Kehadiran mereka pun seperti sekedar ada untuk menghalang-halangi tujuan
karakter utama. Tanpa kedalaman karakter lebih yang seharusnya bisa membuat
karakternya jadi lebih memorable. In short, semua kejadian yang ada di layar
seperti berjalan begitu saja, tanpa memberikan rasa apa-apa selain gelap,
pedih, dan depresif. Begitu juga dengan adegan akhir yang konon membuat terharu
beberapa penonton, tapi lagi-lagi gagal menggerakkan saya. Mungkin karena
saking painful-nya storytelling yang saya alami sepanjang hampir dua jam
sebelumnya, yang membuat saya susah untuk bisa berempati. It’s like, susah
untuk merasa kasihan terhadap seseorang yang pernah menyakiti Anda.
Tak ada voice talent yang
benar-benar remarkable di sini. Raymond Ochoa (Arlo), Jack Bright (Spot),
Jeffrey Wright (Poppa), Frances McDormand (Momma), semuanya biasa-biasa saja.

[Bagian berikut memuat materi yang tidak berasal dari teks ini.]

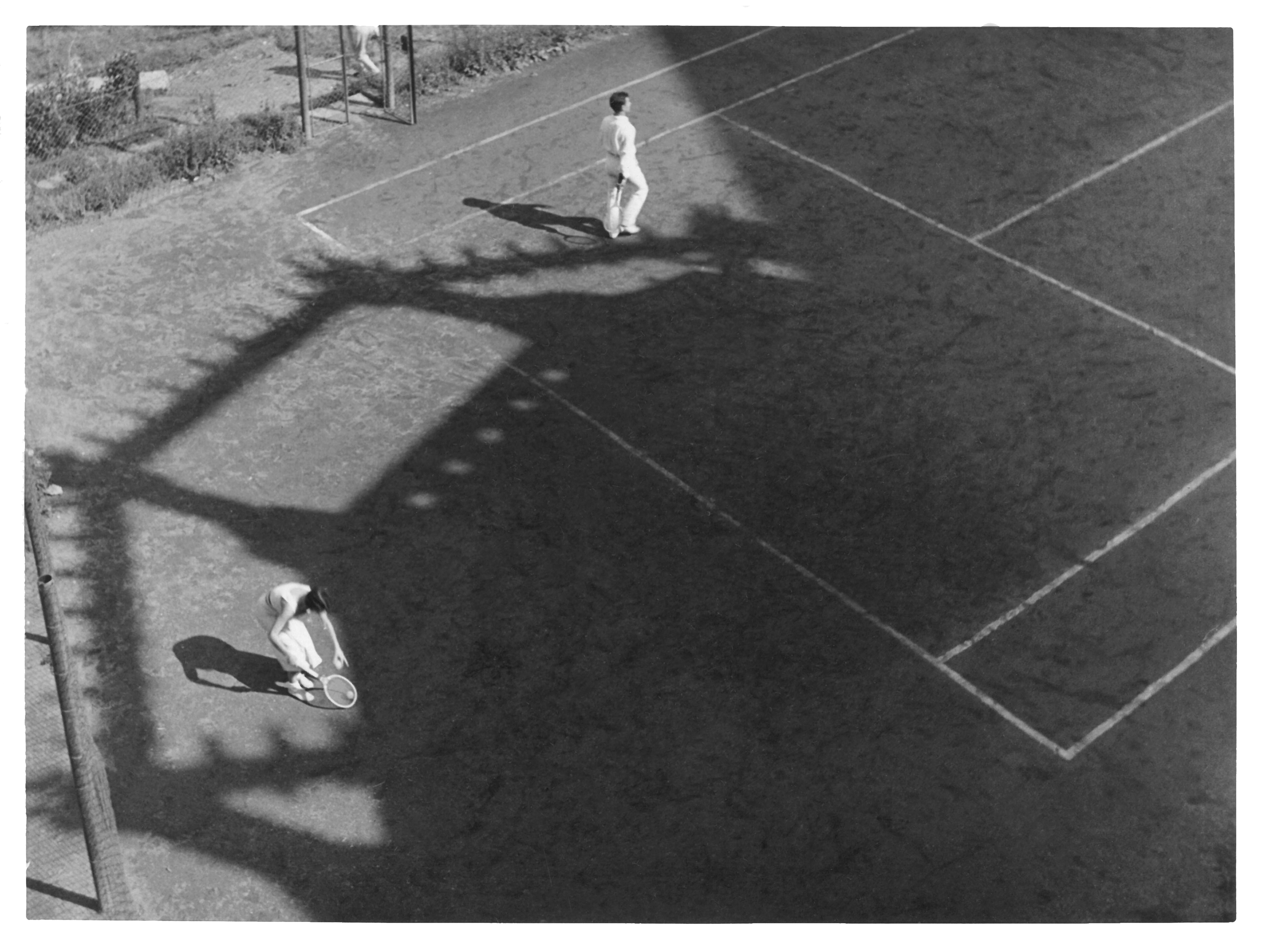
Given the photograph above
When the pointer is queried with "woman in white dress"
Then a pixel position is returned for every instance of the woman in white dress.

Tak buruk, tapi juga tak ada yang cukup remarkable maupun memorable. Yang
menarik mungkin Steve Zahn yang mengisi suara Thunderclap, salah satu
Pterodactyl dengan joke relevation yang gagal memberi sense of humor pada TGD.
Penggabungan animasi
karakter-karakter yang begitu komikal dengan latar yang sangat realis terbukti
tidak terasa aneh di sini. Ya, Arlo tampak seperti boneka hidup yang
berjalan-jalan di alam liar, tapi saya masih bisa menikmati keindahannya. Dan
siapa pun pasti terpana melihat animasi air yang begitu nyata. Tata suara pun
ditata dengan sangat maksimal dalam menghadirkan ‘teror’-nya. Tak ketinggalan
fasilitas surround (bahkan Dolby Atmos) yang dimanfaatkan dengan sangat
maksimal untuk menghidupkan tiap adegannya.
In the end, TGD di mata saya
menjadi film animasi Disney-Pixar dengan storytelling yang sangat-sangat kasar.
Pixar yang biasanya mengemas isu-isu menarik dan penting sehingga bisa dipahami
dan yang paling penting, dinikmati, oleh semua golongan umur, kali ini membuat
orang-orang dewasa pun merasa inappropriate. Belajar dari banyaknya kasus penonton yang membawa anaknya, coba pikir berkali-kali sebelum memutuskan untuk mengajak anak-anak Anda, terutama yang masih balita, menonton TGD. Sebaliknya, jika Anda ingin menonton sendiri dan selama ini
menyukai animasi-animasi Pixar karena sekedar bisa bikin terharu, mungkin
beberapa adegan TGD bisa menggerakkan emosi Anda. Buat saya sih tidak. This was even
worse than Cars 2 dan Brave.
P.S.: Ada opening animation Sanjay's Super Team. Menarik, menggabungkan tema religi Hindu dan konsep superhero. Visually stunning with superb audio quality. Meski hasil akhirnya buat saya, secara storytelling yang tanpa dialog tidak terlalu berkesan untuk jangka waktu yang lama.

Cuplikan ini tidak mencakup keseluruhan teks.